F = pm.Normal('F', 0., 1., shape=(k, n)) # latent vars
# loadings are right lower triangular with a diagonal
Wod = pm.Normal('W_packed_od', 0., 10., shape=(k*c - k*(k-1)/2 - k,))
Wd = ZeroTruncNormal('W_packed_d', mu=1., sd=3., shape=(k,),
transform=pm.distributions.transforms.Ordered(),
testval=1. + 1 * np.arange(k))
W = pm.Deterministic('W', expand_packed_block_triangular(c, k, Wod, Wd))
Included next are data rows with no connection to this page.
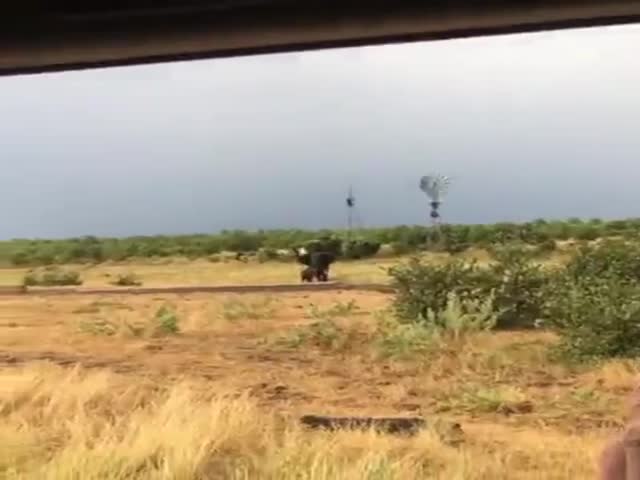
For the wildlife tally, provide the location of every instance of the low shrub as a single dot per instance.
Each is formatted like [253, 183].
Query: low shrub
[50, 277]
[127, 280]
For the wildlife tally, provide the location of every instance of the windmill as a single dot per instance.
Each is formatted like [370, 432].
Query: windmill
[351, 205]
[435, 187]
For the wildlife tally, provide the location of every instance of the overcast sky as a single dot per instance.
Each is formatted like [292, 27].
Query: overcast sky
[528, 126]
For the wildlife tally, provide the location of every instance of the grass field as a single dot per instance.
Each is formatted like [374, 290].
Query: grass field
[176, 271]
[220, 397]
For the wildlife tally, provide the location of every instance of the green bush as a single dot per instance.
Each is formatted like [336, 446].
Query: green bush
[422, 288]
[50, 277]
[616, 258]
[519, 286]
[166, 322]
[596, 317]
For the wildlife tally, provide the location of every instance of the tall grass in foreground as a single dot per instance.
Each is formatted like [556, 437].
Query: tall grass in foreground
[60, 424]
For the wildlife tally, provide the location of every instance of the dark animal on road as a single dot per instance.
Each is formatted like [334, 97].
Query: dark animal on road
[308, 274]
[318, 261]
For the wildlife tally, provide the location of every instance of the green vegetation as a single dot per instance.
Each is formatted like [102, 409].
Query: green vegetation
[51, 277]
[592, 303]
[127, 280]
[268, 245]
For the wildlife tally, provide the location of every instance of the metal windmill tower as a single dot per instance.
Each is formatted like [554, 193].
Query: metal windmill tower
[351, 205]
[435, 187]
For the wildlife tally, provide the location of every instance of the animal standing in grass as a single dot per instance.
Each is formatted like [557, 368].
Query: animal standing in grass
[317, 263]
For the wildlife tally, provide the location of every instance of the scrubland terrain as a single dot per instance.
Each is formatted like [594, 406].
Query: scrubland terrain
[211, 386]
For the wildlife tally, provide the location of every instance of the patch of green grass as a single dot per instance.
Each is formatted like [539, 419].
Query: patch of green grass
[401, 341]
[127, 280]
[325, 334]
[337, 310]
[165, 322]
[236, 309]
[481, 399]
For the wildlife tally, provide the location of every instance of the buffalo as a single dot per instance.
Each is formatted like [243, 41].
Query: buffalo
[317, 263]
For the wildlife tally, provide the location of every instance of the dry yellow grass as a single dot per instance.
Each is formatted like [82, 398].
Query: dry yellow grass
[170, 272]
[221, 398]
[181, 271]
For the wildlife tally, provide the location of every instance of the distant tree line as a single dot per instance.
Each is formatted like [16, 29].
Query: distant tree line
[268, 243]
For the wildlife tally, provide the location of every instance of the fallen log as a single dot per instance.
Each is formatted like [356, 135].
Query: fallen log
[406, 425]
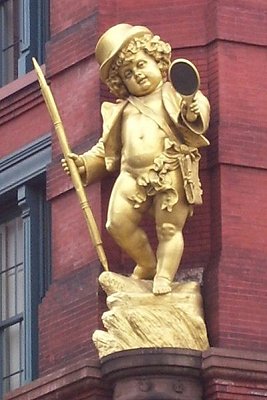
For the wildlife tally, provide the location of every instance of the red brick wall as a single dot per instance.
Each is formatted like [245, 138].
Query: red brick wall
[222, 39]
[227, 236]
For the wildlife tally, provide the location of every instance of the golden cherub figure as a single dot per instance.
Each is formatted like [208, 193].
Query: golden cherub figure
[152, 137]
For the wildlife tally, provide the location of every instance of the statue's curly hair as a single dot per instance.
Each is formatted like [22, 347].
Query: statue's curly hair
[153, 46]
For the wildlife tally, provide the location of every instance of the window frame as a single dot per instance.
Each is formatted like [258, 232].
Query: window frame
[22, 178]
[31, 19]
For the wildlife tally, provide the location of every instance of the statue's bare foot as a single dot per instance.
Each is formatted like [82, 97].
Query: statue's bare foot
[143, 273]
[161, 285]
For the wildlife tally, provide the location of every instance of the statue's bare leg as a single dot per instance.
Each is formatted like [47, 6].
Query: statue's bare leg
[123, 224]
[169, 227]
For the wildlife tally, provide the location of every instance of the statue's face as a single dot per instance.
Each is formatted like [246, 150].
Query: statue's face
[141, 75]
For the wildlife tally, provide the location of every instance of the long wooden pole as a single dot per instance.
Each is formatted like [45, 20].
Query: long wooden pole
[75, 176]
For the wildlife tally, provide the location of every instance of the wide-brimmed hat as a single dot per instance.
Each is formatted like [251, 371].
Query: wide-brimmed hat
[112, 41]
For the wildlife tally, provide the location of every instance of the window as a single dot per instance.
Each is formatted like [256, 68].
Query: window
[24, 30]
[24, 260]
[12, 304]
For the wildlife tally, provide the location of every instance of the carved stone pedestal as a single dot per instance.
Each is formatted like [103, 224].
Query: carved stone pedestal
[154, 374]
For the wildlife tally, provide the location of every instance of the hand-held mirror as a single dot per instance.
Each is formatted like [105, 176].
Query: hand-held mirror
[184, 77]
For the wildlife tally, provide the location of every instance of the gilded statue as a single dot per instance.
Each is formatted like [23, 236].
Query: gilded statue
[151, 136]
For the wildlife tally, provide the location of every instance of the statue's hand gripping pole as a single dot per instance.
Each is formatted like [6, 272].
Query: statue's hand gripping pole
[75, 176]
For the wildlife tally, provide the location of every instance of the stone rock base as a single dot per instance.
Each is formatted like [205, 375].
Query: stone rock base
[139, 319]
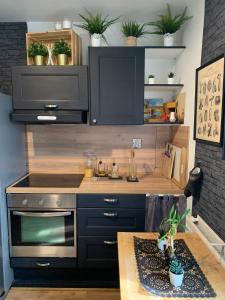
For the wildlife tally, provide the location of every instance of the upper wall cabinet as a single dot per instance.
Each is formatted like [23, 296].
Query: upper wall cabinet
[116, 85]
[49, 87]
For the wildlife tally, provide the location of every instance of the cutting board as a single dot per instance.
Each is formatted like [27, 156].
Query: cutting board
[168, 162]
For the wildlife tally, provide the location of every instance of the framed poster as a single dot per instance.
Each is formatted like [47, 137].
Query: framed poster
[209, 102]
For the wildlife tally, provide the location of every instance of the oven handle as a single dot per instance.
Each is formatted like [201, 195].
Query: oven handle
[42, 215]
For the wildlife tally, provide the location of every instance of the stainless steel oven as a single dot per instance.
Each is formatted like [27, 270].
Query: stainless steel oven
[42, 225]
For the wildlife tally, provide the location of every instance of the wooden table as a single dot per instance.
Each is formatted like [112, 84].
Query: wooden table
[130, 287]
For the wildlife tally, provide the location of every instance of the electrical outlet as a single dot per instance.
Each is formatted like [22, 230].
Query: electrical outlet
[136, 143]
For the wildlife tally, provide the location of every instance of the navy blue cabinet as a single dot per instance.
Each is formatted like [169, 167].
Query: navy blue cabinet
[116, 85]
[99, 218]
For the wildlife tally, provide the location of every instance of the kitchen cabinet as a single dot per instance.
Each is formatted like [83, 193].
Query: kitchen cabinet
[50, 87]
[99, 218]
[116, 85]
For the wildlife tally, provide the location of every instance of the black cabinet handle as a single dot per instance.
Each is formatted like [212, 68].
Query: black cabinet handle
[51, 106]
[113, 200]
[110, 242]
[110, 215]
[43, 265]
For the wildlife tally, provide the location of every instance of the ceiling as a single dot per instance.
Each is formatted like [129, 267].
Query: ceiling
[53, 10]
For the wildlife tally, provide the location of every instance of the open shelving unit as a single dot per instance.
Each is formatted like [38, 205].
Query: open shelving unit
[160, 61]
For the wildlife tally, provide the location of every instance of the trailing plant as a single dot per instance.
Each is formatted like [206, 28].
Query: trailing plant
[162, 230]
[61, 47]
[176, 266]
[37, 49]
[96, 23]
[171, 75]
[168, 23]
[132, 28]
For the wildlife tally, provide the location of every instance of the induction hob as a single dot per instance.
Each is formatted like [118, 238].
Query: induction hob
[51, 180]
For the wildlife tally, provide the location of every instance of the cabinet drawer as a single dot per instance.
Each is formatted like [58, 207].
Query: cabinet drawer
[111, 200]
[97, 252]
[101, 221]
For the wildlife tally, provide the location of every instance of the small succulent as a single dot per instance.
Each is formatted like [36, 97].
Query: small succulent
[176, 267]
[171, 75]
[61, 47]
[37, 49]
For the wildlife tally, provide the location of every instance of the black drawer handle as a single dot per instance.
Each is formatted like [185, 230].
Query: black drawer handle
[43, 265]
[108, 200]
[110, 215]
[110, 242]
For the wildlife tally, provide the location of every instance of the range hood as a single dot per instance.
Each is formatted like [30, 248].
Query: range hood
[50, 94]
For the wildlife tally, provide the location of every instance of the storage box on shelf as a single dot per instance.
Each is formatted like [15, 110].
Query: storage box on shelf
[50, 37]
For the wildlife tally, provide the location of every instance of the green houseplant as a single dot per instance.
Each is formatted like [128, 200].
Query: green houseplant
[167, 25]
[174, 221]
[62, 51]
[38, 52]
[171, 78]
[151, 79]
[176, 272]
[96, 25]
[132, 30]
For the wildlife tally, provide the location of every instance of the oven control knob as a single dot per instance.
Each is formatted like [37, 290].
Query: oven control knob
[41, 202]
[25, 202]
[59, 203]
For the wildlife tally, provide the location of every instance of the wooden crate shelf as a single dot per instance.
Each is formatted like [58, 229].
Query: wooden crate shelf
[48, 39]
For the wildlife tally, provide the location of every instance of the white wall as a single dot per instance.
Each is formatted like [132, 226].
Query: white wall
[187, 62]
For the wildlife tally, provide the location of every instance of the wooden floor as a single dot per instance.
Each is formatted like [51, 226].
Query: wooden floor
[62, 294]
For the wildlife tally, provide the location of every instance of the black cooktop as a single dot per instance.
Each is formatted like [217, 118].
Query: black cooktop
[51, 180]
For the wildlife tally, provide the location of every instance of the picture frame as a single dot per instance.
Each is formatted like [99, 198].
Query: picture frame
[209, 102]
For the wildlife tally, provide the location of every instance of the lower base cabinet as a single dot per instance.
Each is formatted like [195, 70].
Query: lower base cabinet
[99, 218]
[97, 252]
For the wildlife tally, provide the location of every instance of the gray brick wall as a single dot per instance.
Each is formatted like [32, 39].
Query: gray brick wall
[211, 205]
[12, 51]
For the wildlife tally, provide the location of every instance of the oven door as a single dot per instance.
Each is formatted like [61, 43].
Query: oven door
[36, 233]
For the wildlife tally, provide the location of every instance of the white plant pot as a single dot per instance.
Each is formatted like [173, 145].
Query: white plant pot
[151, 80]
[176, 280]
[170, 80]
[161, 244]
[96, 40]
[168, 40]
[172, 120]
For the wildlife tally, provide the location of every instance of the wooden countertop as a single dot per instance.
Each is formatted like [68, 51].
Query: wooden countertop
[148, 184]
[130, 287]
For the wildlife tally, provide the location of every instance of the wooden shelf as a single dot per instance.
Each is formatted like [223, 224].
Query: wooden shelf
[161, 52]
[164, 87]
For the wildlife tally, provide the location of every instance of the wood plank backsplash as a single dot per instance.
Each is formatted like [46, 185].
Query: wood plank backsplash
[62, 148]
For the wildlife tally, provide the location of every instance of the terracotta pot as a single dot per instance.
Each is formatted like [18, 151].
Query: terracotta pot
[39, 60]
[131, 41]
[62, 59]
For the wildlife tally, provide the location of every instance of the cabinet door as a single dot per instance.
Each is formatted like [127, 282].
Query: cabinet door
[97, 252]
[116, 85]
[102, 221]
[63, 88]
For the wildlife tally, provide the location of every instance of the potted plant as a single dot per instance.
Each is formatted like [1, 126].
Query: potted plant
[38, 52]
[168, 24]
[176, 272]
[132, 31]
[62, 51]
[171, 78]
[151, 79]
[161, 241]
[96, 25]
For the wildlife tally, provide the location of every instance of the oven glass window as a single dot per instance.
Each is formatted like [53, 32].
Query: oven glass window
[43, 230]
[35, 228]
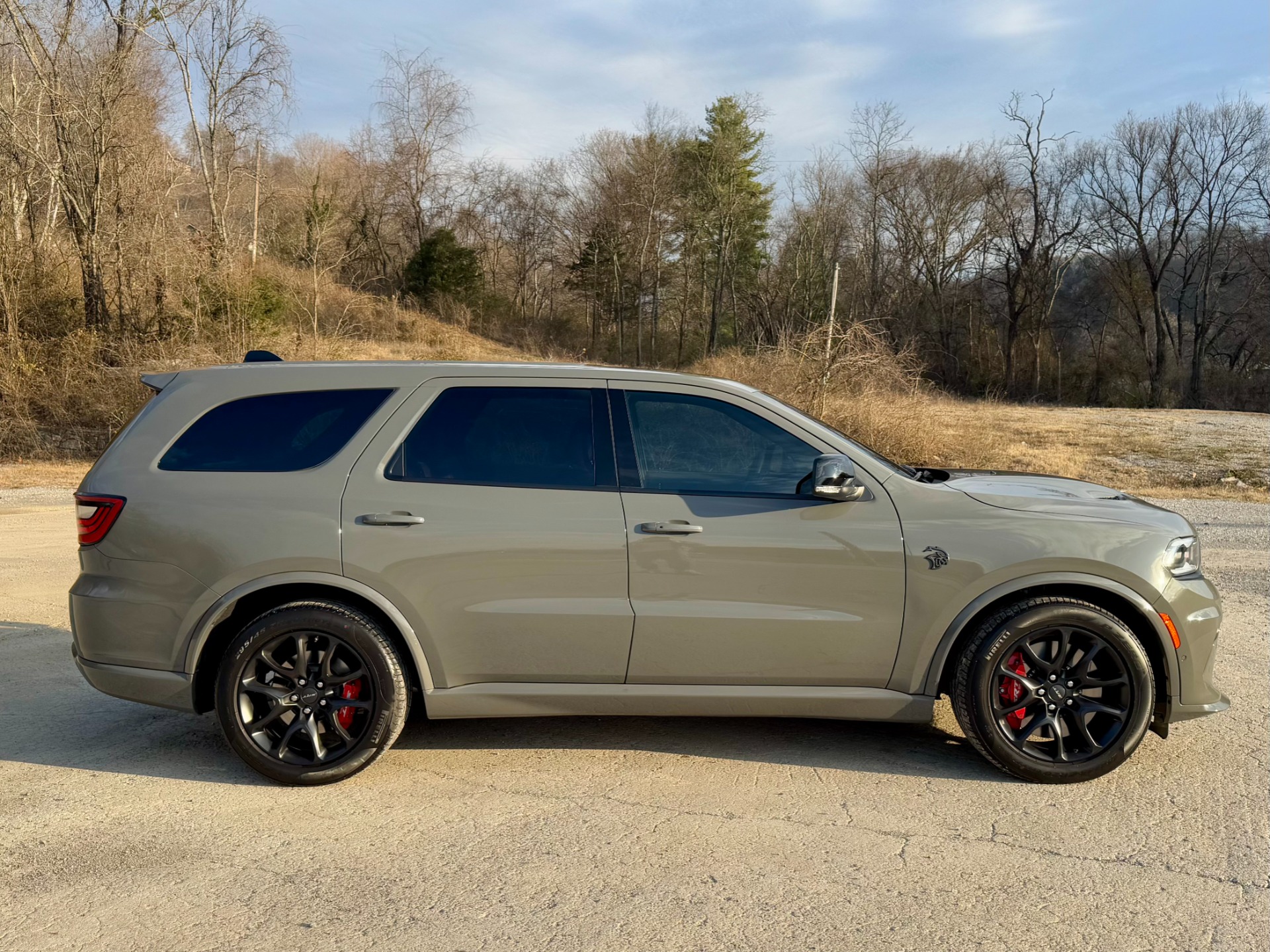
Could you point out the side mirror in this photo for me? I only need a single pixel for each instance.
(833, 477)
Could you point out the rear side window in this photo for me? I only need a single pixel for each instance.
(536, 436)
(277, 433)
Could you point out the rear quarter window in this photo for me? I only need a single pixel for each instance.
(278, 433)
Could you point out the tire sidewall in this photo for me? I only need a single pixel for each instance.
(361, 634)
(984, 687)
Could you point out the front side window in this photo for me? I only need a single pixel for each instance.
(277, 433)
(536, 436)
(701, 445)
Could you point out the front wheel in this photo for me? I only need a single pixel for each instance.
(312, 693)
(1054, 691)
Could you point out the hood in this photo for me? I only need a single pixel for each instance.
(1034, 492)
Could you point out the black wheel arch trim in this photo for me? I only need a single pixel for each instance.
(291, 582)
(1079, 585)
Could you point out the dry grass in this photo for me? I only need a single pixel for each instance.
(58, 411)
(69, 397)
(1169, 454)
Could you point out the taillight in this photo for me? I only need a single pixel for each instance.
(95, 515)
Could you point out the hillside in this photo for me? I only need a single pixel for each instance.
(1201, 454)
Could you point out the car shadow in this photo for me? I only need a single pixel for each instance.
(52, 717)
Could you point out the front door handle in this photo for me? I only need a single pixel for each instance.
(390, 519)
(675, 527)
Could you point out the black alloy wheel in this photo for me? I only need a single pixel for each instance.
(305, 698)
(312, 693)
(1064, 694)
(1056, 691)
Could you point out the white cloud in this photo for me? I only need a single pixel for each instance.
(843, 9)
(1009, 19)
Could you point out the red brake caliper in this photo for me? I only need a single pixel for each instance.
(1011, 691)
(349, 692)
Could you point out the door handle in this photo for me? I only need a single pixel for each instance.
(675, 527)
(392, 519)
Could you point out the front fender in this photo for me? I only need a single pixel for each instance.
(933, 656)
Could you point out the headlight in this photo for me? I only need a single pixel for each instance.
(1181, 556)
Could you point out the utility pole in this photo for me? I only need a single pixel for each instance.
(255, 209)
(828, 341)
(833, 308)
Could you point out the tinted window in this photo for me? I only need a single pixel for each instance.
(502, 435)
(277, 433)
(695, 444)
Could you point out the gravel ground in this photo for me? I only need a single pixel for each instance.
(131, 828)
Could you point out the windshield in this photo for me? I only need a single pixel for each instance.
(872, 454)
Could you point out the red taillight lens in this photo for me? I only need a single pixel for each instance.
(95, 515)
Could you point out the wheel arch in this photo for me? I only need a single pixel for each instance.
(1121, 600)
(232, 612)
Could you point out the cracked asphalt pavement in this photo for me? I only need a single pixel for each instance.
(132, 828)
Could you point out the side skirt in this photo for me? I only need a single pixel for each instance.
(531, 699)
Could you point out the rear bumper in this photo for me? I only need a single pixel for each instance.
(164, 689)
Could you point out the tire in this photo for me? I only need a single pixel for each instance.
(1050, 707)
(320, 721)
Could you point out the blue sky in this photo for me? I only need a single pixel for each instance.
(545, 74)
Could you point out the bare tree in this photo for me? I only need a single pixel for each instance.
(421, 120)
(84, 66)
(1035, 228)
(1141, 202)
(235, 75)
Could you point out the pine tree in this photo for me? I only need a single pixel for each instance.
(728, 205)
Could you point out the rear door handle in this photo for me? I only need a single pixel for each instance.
(392, 519)
(675, 527)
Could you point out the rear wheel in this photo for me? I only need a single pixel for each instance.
(312, 693)
(1054, 691)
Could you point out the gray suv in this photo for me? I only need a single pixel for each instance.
(314, 549)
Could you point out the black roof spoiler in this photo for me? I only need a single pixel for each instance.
(158, 382)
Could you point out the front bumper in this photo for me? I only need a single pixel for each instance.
(1189, 712)
(165, 689)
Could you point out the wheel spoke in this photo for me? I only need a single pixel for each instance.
(267, 658)
(1060, 749)
(262, 722)
(341, 703)
(302, 640)
(1037, 724)
(1082, 726)
(333, 722)
(1109, 683)
(258, 687)
(1064, 644)
(345, 679)
(292, 728)
(1089, 706)
(1033, 659)
(273, 705)
(1082, 669)
(314, 738)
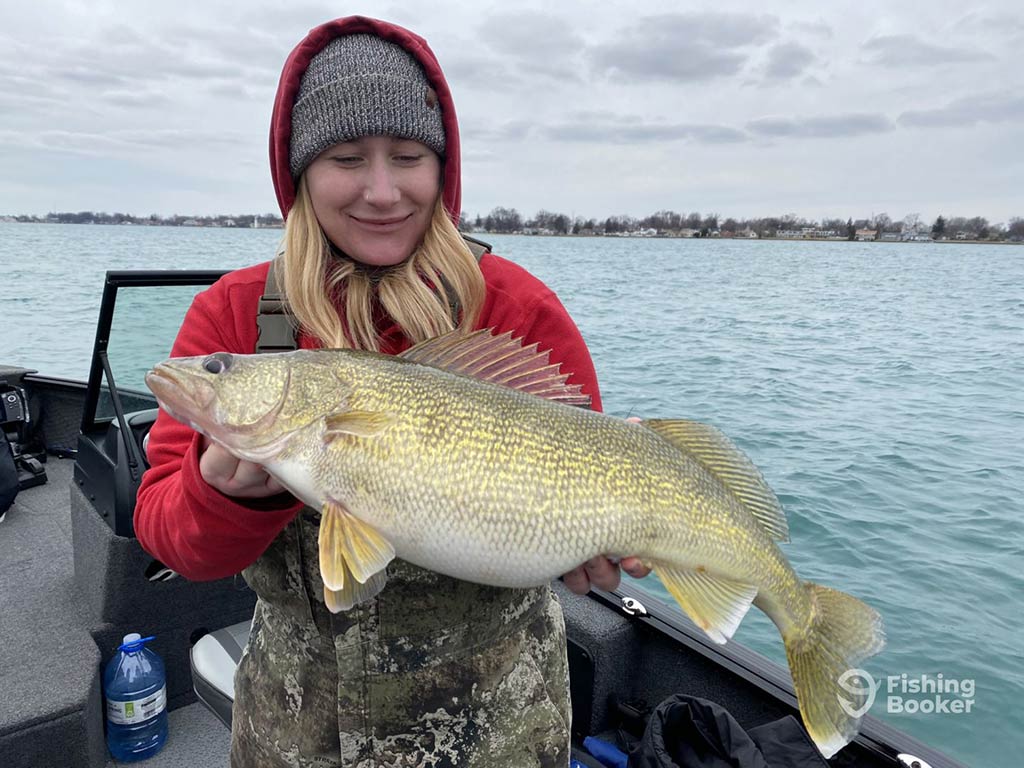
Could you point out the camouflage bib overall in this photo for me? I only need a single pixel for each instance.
(433, 672)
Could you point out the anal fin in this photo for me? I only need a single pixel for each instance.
(717, 605)
(349, 549)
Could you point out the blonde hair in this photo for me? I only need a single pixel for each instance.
(415, 294)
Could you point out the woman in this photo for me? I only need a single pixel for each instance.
(365, 159)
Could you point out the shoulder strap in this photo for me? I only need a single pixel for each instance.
(278, 333)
L = pm.Deterministic('L', tt.dot(W, F))
d = pm.HalfCauchy('err_d', 5.)
Capprox = pm.Normal('Capprox', mu=L, sd=d, shape=(c,n)) # far faster
traces = [pm.sample(200, chains=1, init='adapt_diag') for _ in xrange(6)]
I’m finding that it doesn’t quite work right, with NUTS resulting in over-broad loadings which result in switches:
import seaborn as sbn
colors = ['blue', 'red', 'green', 'yellow', 'black', 'magenta', 'orange']
for tr in traces:
for j in xrange(2):
sbn.kdeplot(tr['W_packed_d'][:, j], color=colors[j])
and ADVI routinely giving inf
values for the loss, and generating broad estimates well into the infeasible model regions
So, are there better ways of modeling these constraints? Or is the symmetric approach far superior?